Some areas have suffered a tenfold increase in people mentally ill from using the drug.
Nationally, skunk smokers are ending up ill in hospital in record numbers, with admissions soaring 73 per cent. The number of adults recorded as suffering mental illness as a result of cannabis use has risen sharply from 430 in 1996 to 743 in 2006.
The government data shows how the damaging effects of the drug have swept across England. Hospital hotspots for cannabis abuse include Manchester, London, Cheshire and Merseyside.
And, as the debate over the drug’s dangers continues, figures released by the National Treatment Agency for Substance Abuse (NTA) show that more than 24,500 people are in drug treatment programmes for cannabis – the highest ever.
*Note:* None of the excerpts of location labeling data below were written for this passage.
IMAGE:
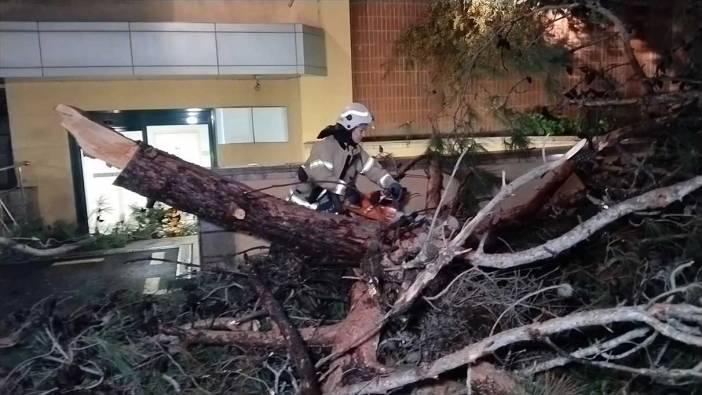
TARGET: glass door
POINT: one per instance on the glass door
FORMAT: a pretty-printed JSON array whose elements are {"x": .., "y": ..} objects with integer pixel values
[{"x": 185, "y": 133}]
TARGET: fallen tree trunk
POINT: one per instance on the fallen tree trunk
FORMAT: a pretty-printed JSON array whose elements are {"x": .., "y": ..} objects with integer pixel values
[
  {"x": 230, "y": 204},
  {"x": 656, "y": 317}
]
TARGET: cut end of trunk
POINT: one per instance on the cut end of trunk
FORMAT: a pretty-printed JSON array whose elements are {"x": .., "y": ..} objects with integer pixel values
[{"x": 96, "y": 140}]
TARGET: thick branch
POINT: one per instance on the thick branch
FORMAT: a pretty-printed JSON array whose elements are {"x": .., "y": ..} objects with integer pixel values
[
  {"x": 626, "y": 42},
  {"x": 656, "y": 198},
  {"x": 296, "y": 345},
  {"x": 44, "y": 252},
  {"x": 489, "y": 345},
  {"x": 230, "y": 204}
]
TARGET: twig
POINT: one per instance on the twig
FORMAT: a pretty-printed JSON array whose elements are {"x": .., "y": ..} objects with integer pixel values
[
  {"x": 180, "y": 368},
  {"x": 296, "y": 345},
  {"x": 585, "y": 352},
  {"x": 523, "y": 298},
  {"x": 656, "y": 198},
  {"x": 536, "y": 331}
]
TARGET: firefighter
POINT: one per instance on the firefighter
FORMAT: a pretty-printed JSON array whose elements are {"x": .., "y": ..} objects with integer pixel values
[{"x": 329, "y": 174}]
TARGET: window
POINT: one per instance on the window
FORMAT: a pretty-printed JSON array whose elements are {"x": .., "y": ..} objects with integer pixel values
[{"x": 251, "y": 125}]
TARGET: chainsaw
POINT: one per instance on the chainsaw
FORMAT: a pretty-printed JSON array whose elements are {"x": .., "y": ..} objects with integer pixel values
[{"x": 379, "y": 206}]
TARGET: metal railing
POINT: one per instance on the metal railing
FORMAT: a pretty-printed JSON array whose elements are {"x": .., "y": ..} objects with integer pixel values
[{"x": 6, "y": 217}]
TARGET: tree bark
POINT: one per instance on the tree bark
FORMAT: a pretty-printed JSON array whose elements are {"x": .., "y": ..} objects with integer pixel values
[
  {"x": 232, "y": 205},
  {"x": 296, "y": 346},
  {"x": 229, "y": 204}
]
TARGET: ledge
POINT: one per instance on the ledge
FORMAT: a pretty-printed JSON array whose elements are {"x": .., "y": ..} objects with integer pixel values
[
  {"x": 493, "y": 144},
  {"x": 134, "y": 49}
]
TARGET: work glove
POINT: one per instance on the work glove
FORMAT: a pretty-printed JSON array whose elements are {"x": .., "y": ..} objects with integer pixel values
[
  {"x": 331, "y": 204},
  {"x": 353, "y": 196},
  {"x": 396, "y": 191}
]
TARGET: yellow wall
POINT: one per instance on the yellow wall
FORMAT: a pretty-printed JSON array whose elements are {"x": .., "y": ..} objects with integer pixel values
[
  {"x": 323, "y": 98},
  {"x": 226, "y": 11},
  {"x": 312, "y": 102}
]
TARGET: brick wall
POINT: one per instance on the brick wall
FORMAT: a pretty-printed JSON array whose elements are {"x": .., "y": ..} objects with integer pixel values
[
  {"x": 408, "y": 101},
  {"x": 398, "y": 97}
]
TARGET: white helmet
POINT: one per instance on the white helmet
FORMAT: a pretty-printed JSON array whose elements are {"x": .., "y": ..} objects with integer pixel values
[{"x": 353, "y": 115}]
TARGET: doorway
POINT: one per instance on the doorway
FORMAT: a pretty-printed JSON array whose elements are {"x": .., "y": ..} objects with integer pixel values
[{"x": 186, "y": 133}]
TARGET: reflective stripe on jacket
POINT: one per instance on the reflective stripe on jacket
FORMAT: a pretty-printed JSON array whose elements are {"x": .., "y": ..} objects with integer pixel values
[{"x": 328, "y": 159}]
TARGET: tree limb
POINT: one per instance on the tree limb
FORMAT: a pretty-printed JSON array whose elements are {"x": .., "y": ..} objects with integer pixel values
[
  {"x": 296, "y": 345},
  {"x": 44, "y": 252},
  {"x": 656, "y": 198},
  {"x": 489, "y": 345}
]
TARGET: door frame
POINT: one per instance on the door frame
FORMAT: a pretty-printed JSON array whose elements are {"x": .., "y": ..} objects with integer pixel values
[{"x": 133, "y": 120}]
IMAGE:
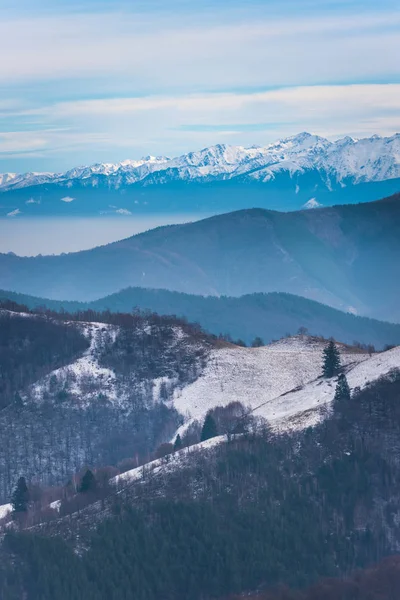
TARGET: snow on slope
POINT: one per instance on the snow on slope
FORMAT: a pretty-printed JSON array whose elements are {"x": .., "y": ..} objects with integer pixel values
[
  {"x": 370, "y": 159},
  {"x": 85, "y": 371},
  {"x": 5, "y": 509},
  {"x": 301, "y": 408},
  {"x": 255, "y": 376}
]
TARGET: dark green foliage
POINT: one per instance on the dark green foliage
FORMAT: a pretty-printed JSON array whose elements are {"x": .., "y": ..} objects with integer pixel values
[
  {"x": 209, "y": 428},
  {"x": 177, "y": 443},
  {"x": 20, "y": 498},
  {"x": 307, "y": 257},
  {"x": 269, "y": 316},
  {"x": 88, "y": 483},
  {"x": 253, "y": 513},
  {"x": 331, "y": 364},
  {"x": 342, "y": 392}
]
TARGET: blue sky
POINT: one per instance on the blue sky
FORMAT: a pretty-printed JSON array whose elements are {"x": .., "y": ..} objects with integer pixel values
[{"x": 89, "y": 81}]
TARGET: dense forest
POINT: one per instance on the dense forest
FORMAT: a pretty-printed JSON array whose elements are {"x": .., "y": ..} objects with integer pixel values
[
  {"x": 49, "y": 430},
  {"x": 254, "y": 513}
]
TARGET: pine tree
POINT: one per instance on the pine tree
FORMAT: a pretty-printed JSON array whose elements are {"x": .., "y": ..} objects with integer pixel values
[
  {"x": 209, "y": 428},
  {"x": 331, "y": 366},
  {"x": 342, "y": 391},
  {"x": 20, "y": 497},
  {"x": 178, "y": 443},
  {"x": 88, "y": 483}
]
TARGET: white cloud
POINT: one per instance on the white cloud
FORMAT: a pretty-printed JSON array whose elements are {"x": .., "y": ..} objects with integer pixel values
[{"x": 181, "y": 53}]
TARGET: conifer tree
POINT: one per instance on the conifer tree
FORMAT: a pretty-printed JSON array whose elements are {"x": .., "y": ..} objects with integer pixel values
[
  {"x": 178, "y": 443},
  {"x": 88, "y": 483},
  {"x": 20, "y": 497},
  {"x": 209, "y": 428},
  {"x": 342, "y": 391},
  {"x": 331, "y": 365}
]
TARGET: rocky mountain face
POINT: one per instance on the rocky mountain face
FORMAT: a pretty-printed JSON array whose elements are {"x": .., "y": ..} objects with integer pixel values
[{"x": 301, "y": 170}]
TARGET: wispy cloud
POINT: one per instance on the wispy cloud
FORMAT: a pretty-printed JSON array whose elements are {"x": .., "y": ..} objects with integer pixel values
[{"x": 93, "y": 85}]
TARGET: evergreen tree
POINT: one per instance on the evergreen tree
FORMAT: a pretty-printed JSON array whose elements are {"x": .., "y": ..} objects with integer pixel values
[
  {"x": 209, "y": 428},
  {"x": 178, "y": 443},
  {"x": 257, "y": 342},
  {"x": 88, "y": 483},
  {"x": 342, "y": 391},
  {"x": 20, "y": 497},
  {"x": 331, "y": 366}
]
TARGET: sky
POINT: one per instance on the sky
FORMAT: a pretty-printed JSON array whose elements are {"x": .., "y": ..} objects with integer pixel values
[{"x": 92, "y": 81}]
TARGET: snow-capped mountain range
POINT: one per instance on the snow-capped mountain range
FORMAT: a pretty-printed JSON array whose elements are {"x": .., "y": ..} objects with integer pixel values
[{"x": 344, "y": 161}]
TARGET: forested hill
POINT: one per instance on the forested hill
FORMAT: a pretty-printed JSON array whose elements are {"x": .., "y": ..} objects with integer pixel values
[
  {"x": 266, "y": 316},
  {"x": 89, "y": 388},
  {"x": 344, "y": 256},
  {"x": 259, "y": 512}
]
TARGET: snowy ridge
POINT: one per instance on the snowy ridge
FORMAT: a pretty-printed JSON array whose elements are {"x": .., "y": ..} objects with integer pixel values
[
  {"x": 163, "y": 465},
  {"x": 302, "y": 408},
  {"x": 347, "y": 160},
  {"x": 256, "y": 376},
  {"x": 84, "y": 370}
]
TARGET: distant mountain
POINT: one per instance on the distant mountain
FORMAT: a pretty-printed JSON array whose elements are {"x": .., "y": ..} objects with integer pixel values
[
  {"x": 269, "y": 316},
  {"x": 283, "y": 175},
  {"x": 343, "y": 256}
]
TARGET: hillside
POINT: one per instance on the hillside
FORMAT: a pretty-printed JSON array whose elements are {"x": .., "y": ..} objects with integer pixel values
[
  {"x": 89, "y": 388},
  {"x": 254, "y": 513},
  {"x": 345, "y": 256},
  {"x": 269, "y": 316}
]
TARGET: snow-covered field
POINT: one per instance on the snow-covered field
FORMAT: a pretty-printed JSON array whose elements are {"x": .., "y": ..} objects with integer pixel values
[
  {"x": 86, "y": 370},
  {"x": 257, "y": 376},
  {"x": 301, "y": 408},
  {"x": 5, "y": 509}
]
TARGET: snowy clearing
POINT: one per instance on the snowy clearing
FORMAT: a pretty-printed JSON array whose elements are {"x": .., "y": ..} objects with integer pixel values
[{"x": 256, "y": 376}]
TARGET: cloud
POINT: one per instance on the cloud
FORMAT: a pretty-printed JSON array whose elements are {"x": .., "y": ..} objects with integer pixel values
[{"x": 185, "y": 51}]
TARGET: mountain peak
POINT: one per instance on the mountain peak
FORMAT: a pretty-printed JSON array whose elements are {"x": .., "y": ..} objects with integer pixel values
[{"x": 350, "y": 159}]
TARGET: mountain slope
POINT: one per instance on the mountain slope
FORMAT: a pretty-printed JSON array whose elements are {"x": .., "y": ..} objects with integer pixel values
[
  {"x": 344, "y": 256},
  {"x": 284, "y": 176},
  {"x": 269, "y": 316},
  {"x": 263, "y": 510},
  {"x": 89, "y": 389}
]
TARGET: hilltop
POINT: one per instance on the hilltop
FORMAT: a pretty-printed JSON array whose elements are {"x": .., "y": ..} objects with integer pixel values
[{"x": 344, "y": 256}]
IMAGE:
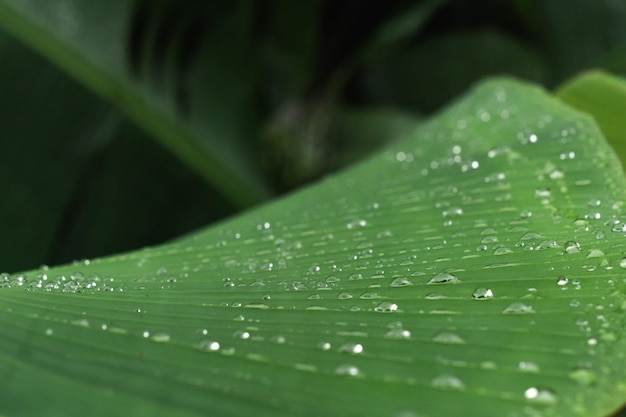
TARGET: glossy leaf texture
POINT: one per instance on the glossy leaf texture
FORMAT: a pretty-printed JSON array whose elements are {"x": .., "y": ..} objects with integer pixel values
[
  {"x": 476, "y": 266},
  {"x": 156, "y": 61}
]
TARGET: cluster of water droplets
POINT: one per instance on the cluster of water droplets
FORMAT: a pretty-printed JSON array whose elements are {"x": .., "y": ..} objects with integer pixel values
[{"x": 72, "y": 283}]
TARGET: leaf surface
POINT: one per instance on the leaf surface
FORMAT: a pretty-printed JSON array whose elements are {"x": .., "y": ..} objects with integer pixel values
[{"x": 474, "y": 267}]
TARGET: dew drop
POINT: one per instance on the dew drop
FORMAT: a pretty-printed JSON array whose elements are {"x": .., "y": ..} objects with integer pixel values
[
  {"x": 369, "y": 295},
  {"x": 161, "y": 337},
  {"x": 353, "y": 348},
  {"x": 81, "y": 322},
  {"x": 434, "y": 296},
  {"x": 595, "y": 253},
  {"x": 572, "y": 247},
  {"x": 482, "y": 294},
  {"x": 347, "y": 370},
  {"x": 400, "y": 282},
  {"x": 386, "y": 307},
  {"x": 241, "y": 334},
  {"x": 208, "y": 345},
  {"x": 398, "y": 333},
  {"x": 453, "y": 212},
  {"x": 530, "y": 367},
  {"x": 518, "y": 308},
  {"x": 540, "y": 396},
  {"x": 448, "y": 338},
  {"x": 324, "y": 345},
  {"x": 502, "y": 250},
  {"x": 443, "y": 278},
  {"x": 447, "y": 381}
]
It is the most commonly misused drug by children, accounting for 75 per cent of those requiring treatment. That’s 11,582 under-18s – more than double those in treatment for cannabis abuse in 2005.
And more adults (13,087) are in drug treatment programmes for cannabis abuse than for crack or cocaine.
This news comes as pressure grows on the Government to reclassify cannabis to its former class B status, with the fears of police now being echoed by the Forensic Science Service, which says skunk cannabis – a highly potent form of the drug – accounts for 75 per cent of all seizures.
Cannabis remains Britain’s most commonly used illegal drug, with more than 4,000 kilos confiscated by police and customs officers in the first six months of this year.